ANZ Investments will be using a mix of active, quantitative and passive approaches to investment in the hopes of achieving better long-term performance.
Chief investment officer George Crosby says the firm has “bolstered our investment team and external partnerships,” and “have started making meaningful changes to portfolios to enhance their resilience to market conditions and deliver good outcomes to our investors over the long term.”
While ANZ is a large player in the New Zealand market, “we recognise there are global experts with specialised skills that can enhance our capabilities,” Crosby says.
Among the external partnerships now are PIMCO, which it says encompasses both passive and active styles, and BlackRock, the world’s largest asset manager, to enhance ANZ’s risk management capabilities.
“Their advanced technology, global expertise and reach help us make more timely decisions, ensuring our investments are managed effectively and are better able to deliver long-term performance,” Crosby says.
“Collectively, the refreshed investment beliefs ensure we consider how each investment contributes to our overall objectives, rather than focusing on the individual performance of each asset class,” he says, adding that’s often called a total portfolio approach.
It’s way too soon to be able to judge how ANZ’s new approach will impact investment returns, but the investment house will have been relieved by its March quarter KiwiSaver returns compared with other managers.
That’s even though volatile global markets driven by US erratic tariff policies meant it was a rough quarter for most.
As Good Returns has reported previously, ANZ remains the largest KiwiSaver manager despite its poor recent track record.
But in the March quarter, ANZ’s growth and balanced KiwiSaver funds were the second-best performers for the quarter after spending long periods languishing at or near the bottom of the performance tables
Crosby says ANZ’s new approach means it can “capture different sources of return to help us respond to market changes and use active investment styles where we believe they will most contribute to better long-term performance.”

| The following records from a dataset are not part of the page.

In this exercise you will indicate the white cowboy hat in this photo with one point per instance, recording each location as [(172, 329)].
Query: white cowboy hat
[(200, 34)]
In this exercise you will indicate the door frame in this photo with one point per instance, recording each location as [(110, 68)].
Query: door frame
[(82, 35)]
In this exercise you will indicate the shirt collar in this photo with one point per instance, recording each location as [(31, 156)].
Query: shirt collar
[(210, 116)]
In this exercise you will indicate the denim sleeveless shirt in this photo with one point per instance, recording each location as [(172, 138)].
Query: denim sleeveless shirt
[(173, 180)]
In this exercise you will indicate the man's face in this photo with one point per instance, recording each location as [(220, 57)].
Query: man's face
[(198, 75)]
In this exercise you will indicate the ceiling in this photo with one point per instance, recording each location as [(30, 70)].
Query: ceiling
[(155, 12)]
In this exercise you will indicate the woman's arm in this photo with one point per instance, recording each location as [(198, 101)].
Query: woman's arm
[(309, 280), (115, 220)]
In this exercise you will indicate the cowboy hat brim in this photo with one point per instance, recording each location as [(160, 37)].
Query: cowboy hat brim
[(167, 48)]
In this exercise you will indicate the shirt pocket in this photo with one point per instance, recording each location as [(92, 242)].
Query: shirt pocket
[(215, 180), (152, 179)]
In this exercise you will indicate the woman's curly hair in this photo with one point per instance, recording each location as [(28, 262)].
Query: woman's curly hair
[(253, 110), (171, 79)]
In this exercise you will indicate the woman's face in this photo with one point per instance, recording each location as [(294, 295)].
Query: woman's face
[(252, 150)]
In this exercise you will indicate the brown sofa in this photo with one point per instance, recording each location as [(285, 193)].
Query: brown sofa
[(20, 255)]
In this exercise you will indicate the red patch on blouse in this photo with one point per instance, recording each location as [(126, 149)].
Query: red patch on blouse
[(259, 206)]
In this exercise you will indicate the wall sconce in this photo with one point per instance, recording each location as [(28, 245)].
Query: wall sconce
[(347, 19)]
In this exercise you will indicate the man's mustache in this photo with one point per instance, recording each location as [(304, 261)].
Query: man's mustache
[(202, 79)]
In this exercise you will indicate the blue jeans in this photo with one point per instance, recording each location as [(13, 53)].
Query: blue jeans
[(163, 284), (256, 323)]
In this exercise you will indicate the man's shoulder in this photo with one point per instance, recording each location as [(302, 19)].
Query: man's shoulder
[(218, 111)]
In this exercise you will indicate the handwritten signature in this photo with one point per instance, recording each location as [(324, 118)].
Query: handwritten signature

He describes the changes as “a refresh of the previous beliefs rather than a complete rethink.”
For example, ANZ has previously said that it believes long-term investors outperform short-term investors.
Its new statement of beliefs includes: “Thinking long-term gives us more choices in what we invest in, how we invest, and how we build our team. When we do this well, we build scale, which gives us even more choices for how we invest to deliver better long-term investor outcomes.”